Le premier intérêt du compte de résultat différentiel est qu’il s’intéresse aux charges variables de l’entreprise, qui sont liées à son activité.

C’est dans cette activité que réside le cœur de la majorité des entreprises, surtout des TPE et PME. C’est cette activité qui permet à l’entreprise de se financer, de rester à flots et de se développer.

Les coûts de cette activité, ou coûts opérationnels, sont donc prépondérants. Étant donné que ces coûts évoluent en fonction de l’activité de l’entreprise (achats de matière première, emplois saisonniers, utilisation des locaux…), ils sont qualifiés de charges variables. La marge réalisée sur ces coûts est, elle, qualifiée de marge sur coûts variables.

Cette marge sur coûts variables, lorsqu’elle est positive, permet de financer les charges fixes, et de dégager d’éventuels bénéfices.

L’établissement d’un compte de résultat prévisionnel permet donc de calculer des indicateurs de performance de l’entreprise très pertinents. Il permet de comprendre comment chaque opération de l’entreprise aide à financer ses charges fixes et à dégager des bénéfices.

Le rôle du compte de résultat différentiel est donc de :

  • d’identifier quelles opérations sont les plus rentables pour arrêter celles qui ne le sont pas assez ou encourager celles qui sont satisfaisantes ;
  • d’identifier le niveau d’activité minimum pour payer les charges fixes ;
  • d’effectuer des prévisions financières sur la base de ces données.

C’est pour ces raisons que le compte de résultat différentiel est très utilisé en cas de contrôle de gestion : il permet une analyse fine des activités de l’entreprise.

Quels sont les éléments du compte de résultat différentiel ?

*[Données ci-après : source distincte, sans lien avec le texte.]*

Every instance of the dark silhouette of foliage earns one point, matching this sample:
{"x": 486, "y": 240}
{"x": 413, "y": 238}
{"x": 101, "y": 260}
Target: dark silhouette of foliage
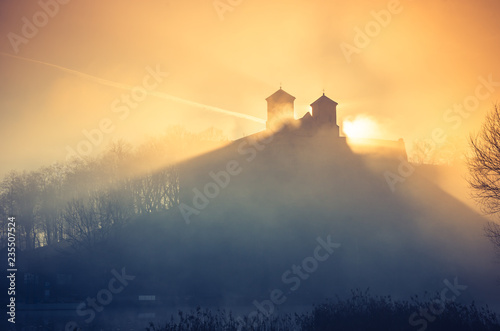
{"x": 361, "y": 311}
{"x": 484, "y": 169}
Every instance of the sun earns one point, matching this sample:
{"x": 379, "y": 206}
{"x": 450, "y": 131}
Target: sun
{"x": 361, "y": 127}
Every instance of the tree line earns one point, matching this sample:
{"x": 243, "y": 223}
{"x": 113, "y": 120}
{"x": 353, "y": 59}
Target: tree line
{"x": 83, "y": 201}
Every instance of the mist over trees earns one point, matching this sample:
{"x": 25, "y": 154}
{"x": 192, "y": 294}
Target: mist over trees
{"x": 484, "y": 168}
{"x": 84, "y": 200}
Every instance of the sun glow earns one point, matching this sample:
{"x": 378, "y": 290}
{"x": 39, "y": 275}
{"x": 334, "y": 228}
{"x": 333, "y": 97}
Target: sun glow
{"x": 361, "y": 127}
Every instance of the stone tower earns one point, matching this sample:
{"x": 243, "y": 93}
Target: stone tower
{"x": 279, "y": 109}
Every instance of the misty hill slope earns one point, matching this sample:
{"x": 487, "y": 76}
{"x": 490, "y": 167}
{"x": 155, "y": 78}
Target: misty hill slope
{"x": 286, "y": 197}
{"x": 293, "y": 189}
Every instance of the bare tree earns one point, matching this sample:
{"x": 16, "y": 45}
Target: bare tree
{"x": 484, "y": 169}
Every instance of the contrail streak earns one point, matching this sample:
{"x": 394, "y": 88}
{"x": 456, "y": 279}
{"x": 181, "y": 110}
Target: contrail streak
{"x": 157, "y": 94}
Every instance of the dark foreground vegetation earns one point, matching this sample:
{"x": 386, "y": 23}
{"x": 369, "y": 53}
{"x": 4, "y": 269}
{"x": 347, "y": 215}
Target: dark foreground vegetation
{"x": 360, "y": 312}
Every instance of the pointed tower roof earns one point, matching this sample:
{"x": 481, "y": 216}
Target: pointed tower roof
{"x": 280, "y": 95}
{"x": 323, "y": 99}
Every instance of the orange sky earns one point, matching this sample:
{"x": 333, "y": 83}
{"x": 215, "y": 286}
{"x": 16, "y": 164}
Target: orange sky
{"x": 426, "y": 58}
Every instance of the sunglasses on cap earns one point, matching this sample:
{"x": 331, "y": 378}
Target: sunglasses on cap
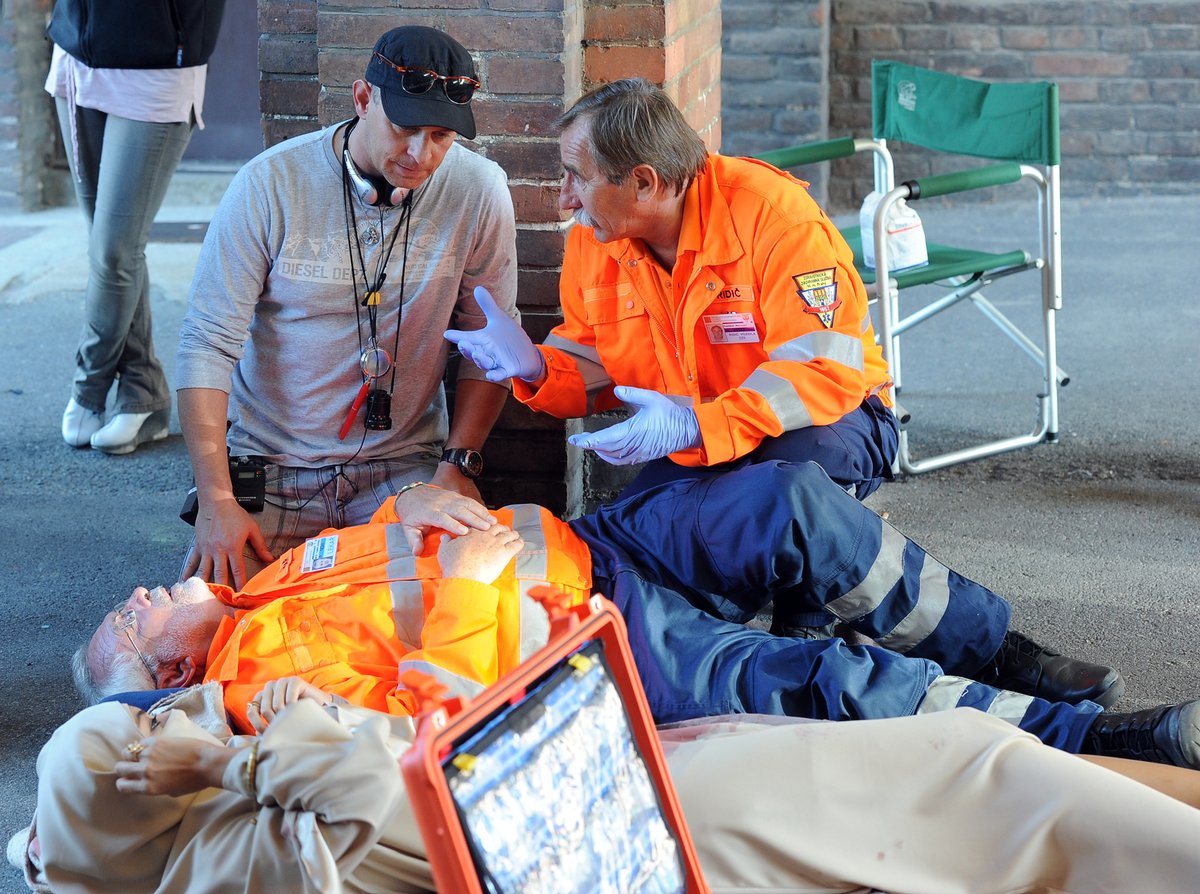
{"x": 459, "y": 88}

Le compte de résultat différentiel est composé des éléments suivants, dans cet ordre :

  • le chiffre d'affaires,
  • les coûts variables,
  • la marge sur coût variable,
  • les charges fixes,
  • le résultat net.

Le chiffre d’affaires

Le chiffre d’affaires correspond à la somme de toutes les rentrées d’argent liées à l’activité de l’entreprise (les produits d’exploitation). En d’autres termes, il s’agit de l’argent généré par l’entreprise, avant d’y prélever les différentes charges (fixes ou variables, taxes…).

Le calcul du chiffre d’affaires est simple : il suffit d’additionner toutes les recettes enregistrées par l’entreprise.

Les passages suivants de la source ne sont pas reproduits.